Having listened, Lingle shouldn't block 444
There's no room for compromise among all the culture warriors embroiled in the battle over whether Hawai'i should recognize civil unions.
But they ought to come to terms on at least this point: Gov. Linda Lingle deserves applause for giving advocates and opponents a chance to personally make their cases in meetings with the governor this week.
When her final decision comes down — and we hope she will support or at least not obstruct the enactment of House Bill 444 — an uproar is sure to erupt from one side or the other.
This is the definition of a no-win situation, but at least Lingle's attention to the arguments will give the people the sense that they were heard.
That's a crucial gesture for the governor to make at this time, when some raw feelings linger over the surprise resurrection of the bill in the last hours of the session. The bill did go through all its hearings and readings, but civil unions opponents couldn't help feeling snookered. The governor's outreach may have provided some salve.
That said, it's time to move on to a decision based on fairness, a standard that can be met most fully if civil unions become legal.
A contention made here and by advocates bears repeating: HB 444 is not same-sex marriage, no matter what foes say.
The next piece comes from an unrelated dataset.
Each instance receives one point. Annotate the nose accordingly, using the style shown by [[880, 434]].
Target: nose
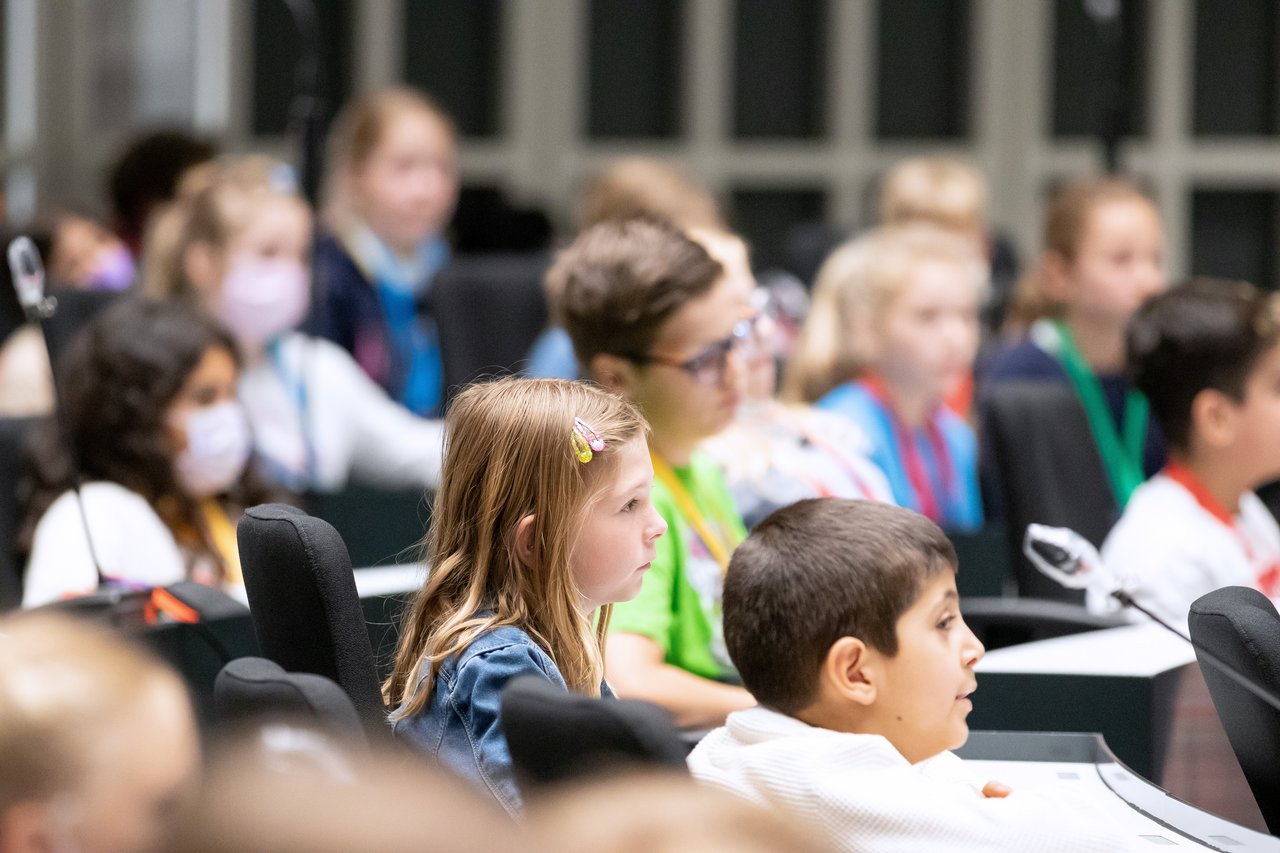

Married couples get a set of state protections as well as a menu of federal benefits, all of which go with them, regardless of where they live. State law and the federal Defense of Marriage Act bar same-sex couples from this portable legal status and from sharing federal benefits, which include income tax benefits, Social Security, Medicaid, pensions and family leave.
But Hawai'i does have the power to give its own services and protections to all couples. Otherwise, some must jump through added legal hoops and incur extra expense, for example, to secure inheritance or gain court divorce protection.
And to what end? There is a University of Hawai'i report asserting that civil unions would not burden the state fiscally. Some would dispute the findings but can offer no firm evidence that the civil unions provision would cause economic harm to anyone.
So where, exactly, would the governor find the compelling interest in providing state rights to some but not others?
Lingle was quoted in a 2002 interview saying that she opposed same-sex marriage but would not stand in the way of a law to provide domestic partnerships or civil unions. That is precisely what HB 444 does.
Lingle should stand by that view. If she reverses, she'll have to explain what's changed in eight years, since it's not apparent to us.
The governor now has a chance to make a courageous choice that puts Hawai'i firmly on the right side of history. She should take that opportunity.